Book description
In 1876, they wipe out General George A. Custer and his 7th Cavalry
at the Battle of the Little Bighorn. Chief Sitting Bull and his Sioux
people then flee from the United States to Canada. There, in the
autumn of 1877, the Sioux are joined by the remnants of the latest
Indian nation to make a stand against the US Army, the Nez Perce.
Their survivors are led by Chief White Bird.
A young man follows White Bird to Sitting Bull's camp. He is White
Bird's close relative and aims to tell the story of the Nez Perce War
from the Nez Perce point of view. This young man's name is Duncan
McDonald.
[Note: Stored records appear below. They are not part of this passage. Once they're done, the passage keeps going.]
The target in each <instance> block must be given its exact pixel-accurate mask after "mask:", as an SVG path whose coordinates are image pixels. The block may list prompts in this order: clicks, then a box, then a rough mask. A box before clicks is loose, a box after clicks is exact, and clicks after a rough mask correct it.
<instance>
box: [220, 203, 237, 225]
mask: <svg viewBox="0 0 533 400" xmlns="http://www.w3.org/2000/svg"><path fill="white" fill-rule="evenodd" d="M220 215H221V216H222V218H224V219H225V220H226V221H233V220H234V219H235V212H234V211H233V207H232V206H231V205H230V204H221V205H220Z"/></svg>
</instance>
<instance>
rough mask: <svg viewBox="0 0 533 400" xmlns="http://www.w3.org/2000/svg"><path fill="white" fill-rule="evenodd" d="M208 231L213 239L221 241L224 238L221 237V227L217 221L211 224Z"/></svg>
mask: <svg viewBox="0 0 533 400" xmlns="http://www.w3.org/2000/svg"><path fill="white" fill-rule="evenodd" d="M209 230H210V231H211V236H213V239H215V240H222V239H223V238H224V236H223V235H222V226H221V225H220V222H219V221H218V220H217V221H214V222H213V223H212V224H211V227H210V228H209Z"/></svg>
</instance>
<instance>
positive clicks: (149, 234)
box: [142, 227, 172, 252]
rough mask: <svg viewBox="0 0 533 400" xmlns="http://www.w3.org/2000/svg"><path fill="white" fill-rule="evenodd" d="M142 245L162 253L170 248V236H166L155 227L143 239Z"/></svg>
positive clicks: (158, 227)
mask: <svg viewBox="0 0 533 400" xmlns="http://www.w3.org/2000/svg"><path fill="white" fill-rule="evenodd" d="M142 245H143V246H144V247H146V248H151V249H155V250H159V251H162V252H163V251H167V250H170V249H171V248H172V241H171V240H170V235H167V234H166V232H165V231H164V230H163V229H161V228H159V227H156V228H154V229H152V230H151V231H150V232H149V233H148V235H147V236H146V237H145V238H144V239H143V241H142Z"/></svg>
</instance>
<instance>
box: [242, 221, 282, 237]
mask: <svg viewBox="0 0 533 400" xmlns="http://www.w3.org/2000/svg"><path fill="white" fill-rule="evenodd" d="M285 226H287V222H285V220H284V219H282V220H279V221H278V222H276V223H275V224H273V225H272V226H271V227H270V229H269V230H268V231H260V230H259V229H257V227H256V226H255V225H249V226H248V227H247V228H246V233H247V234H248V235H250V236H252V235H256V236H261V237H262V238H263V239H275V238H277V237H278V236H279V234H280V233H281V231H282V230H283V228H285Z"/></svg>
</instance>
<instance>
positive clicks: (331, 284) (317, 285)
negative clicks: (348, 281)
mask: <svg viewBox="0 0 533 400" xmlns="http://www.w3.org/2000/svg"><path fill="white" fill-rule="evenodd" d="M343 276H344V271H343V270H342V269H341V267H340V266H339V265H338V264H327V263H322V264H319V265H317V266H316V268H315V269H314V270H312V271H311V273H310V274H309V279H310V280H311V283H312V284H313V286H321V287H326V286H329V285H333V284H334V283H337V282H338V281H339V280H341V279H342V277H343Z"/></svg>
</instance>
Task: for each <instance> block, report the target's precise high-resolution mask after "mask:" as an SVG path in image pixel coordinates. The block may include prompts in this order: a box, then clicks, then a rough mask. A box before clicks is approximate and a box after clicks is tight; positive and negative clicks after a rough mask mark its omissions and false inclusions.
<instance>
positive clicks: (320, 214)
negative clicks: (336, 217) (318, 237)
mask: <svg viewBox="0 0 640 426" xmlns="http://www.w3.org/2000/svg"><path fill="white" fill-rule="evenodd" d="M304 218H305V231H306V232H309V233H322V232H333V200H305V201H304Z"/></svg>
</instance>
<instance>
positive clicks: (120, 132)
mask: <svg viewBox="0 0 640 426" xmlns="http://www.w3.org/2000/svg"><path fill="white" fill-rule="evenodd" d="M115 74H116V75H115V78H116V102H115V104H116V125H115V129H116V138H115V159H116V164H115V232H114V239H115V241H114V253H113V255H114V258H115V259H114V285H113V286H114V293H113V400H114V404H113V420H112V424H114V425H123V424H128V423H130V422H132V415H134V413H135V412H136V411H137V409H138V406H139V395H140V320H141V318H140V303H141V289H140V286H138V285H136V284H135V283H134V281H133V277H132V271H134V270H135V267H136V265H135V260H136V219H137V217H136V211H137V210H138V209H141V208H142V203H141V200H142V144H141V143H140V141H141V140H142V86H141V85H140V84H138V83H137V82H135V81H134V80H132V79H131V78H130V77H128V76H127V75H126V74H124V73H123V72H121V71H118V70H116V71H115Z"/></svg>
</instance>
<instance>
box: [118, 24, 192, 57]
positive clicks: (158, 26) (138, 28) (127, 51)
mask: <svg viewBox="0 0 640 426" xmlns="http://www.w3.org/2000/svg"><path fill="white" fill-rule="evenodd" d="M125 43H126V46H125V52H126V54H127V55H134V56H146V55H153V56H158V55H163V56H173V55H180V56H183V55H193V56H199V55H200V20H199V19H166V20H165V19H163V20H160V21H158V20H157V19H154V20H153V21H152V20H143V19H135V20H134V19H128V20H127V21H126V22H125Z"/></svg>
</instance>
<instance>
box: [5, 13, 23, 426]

Descended from chiefs of the Nez Perce and from chiefs of
Scotland's most formidable clan, Duncan's family - first as
Highlanders, then as Native Americans - have twice been victims of
massacre and dispossession.
Written with the help of Duncan McDonald's present-day kinsfolk on
the Flathead Indian Reservation in Western Montana, this real-life
family saga spans two continents and more than thirty generations to
link Scotland's clans with the native peoples of the American West.
James Hunter is the author of a number of books on Scottish history,
including
Culloden and the Last Clansman
,
A Dance Called America
and
Scottish Exodus
. He lives in Beauly, Inverness-shire.